Opened on October 1, 2016, How Should We Live? Propositions for the Modern Interior is a new exhibition at the Museum of Modern Art that explores the evolution of interior design in domestic, commercial, and cultural environments from the 1920s to the 1950s. Drawing from the museum’s vast collection of photographs, drawings, and furniture, curators Juliet Kinchin and Luke Baker sought to recreate immersive interior environments in favor of showcasing individual objects in isolation.
Featured in the exhibition is a recreation of the original 1948 Knoll showroom, then-located at 601 Madison Avenue in New York. The space was originally envisioned by Florence Knoll in collaboration with designer and photographer Herbert Matter, designed to permit clients the experience of a planned space of total modern design. The iconic slab serif logo and a dynamic cord installation, both designed by Matter, enliven the vignettes of interior spaces that were carefully put together by Florence Knoll.
Left: Florence Knoll and Herbert Matter's design for the Knoll New York showroom at 601 Madison Avenue. Photograph by Robert Damora. © Damora Archive. Right: Recreation of the 1948 showroom in How Should We Live? Propositions for the Modern Interior. The Museum of Modern Art, New York. © 2016 The Museum of Modern Art. Photo: Martin Seck
“Through this simple sculptural device, Herbert Matter alluded to the constructive, space-defining potential of textiles in the modern interior,” the exhibition reads. “Instead of presenting textiles in bins or rolls, Florence Knoll devised a trellis-like display system for samples that both created an abstract composition of texture and color and facilitated seasonal changeovers. Innovative showrooms and exhibition stands with a strongly planned, architectural feel were part of Knoll Associates’ winning midcentury formula.”
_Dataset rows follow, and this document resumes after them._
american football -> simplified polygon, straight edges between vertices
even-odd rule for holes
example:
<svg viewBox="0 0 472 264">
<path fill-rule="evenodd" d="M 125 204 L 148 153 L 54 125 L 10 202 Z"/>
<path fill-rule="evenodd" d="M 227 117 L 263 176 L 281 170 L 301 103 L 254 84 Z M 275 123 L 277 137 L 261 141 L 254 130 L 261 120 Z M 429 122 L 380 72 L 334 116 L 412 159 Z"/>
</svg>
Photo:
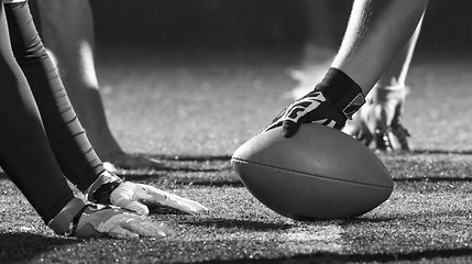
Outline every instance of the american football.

The recreated showroom portrays Knoll’s foundational tendency towards collaboration, one that would evolve into a rich constellation of designers and brands. “The kind of synergy that’s involved in creating any one of these ephemeral configurations of materials, spaces, visual representations—it becomes such a rich territory to explore,” remarked curator Juliet Kinchin in an interview with MoMA director Glenn Lowry, “because all the works […] in Modern Interiors are by their nature collaborative. They’re intrinsically the result of collaborations of many different kinds of creative skills.”
Also included in the exhibition is a recreation of designers Lilly Reich and Mies van der Rohe’s 1927 Velvet Silk Café in Berlin, a space defined by a series of curved fabric walls draped in velvet and silk. Operating in the museum as a functional café with furniture provided by Knoll, the design recognizes a crucial fifteen-year partnership between Reich and the famed German architect.
“Innovative showrooms and exhibition stands with a strongly planned, architectural feel were part of Knoll Associates’ winning midcentury formula.”
—How Should We Live? Propositions for the Modern Interior
Kinchin elaborated on the museum’s renewed curatorial focus on the work of female designers: “Although we have celebrated some of the iconic furniture pieces which are in the exhibition over many decades, I think we’re giving that narrative a new twist by really beginning to draw out in particular the contribution of many women who were professionally finding their feet in these three decades,” she said.
The exhibition How Should We Live? Propositions for the Modern Interior will be on view through April 23, 2017 at the Museum of Modern Art, located at 11 W 53rd Street in New York City. Museum hours are Saturday through Thursday from 10:30am to 5:30pm and Friday from 10:30 am to 8pm.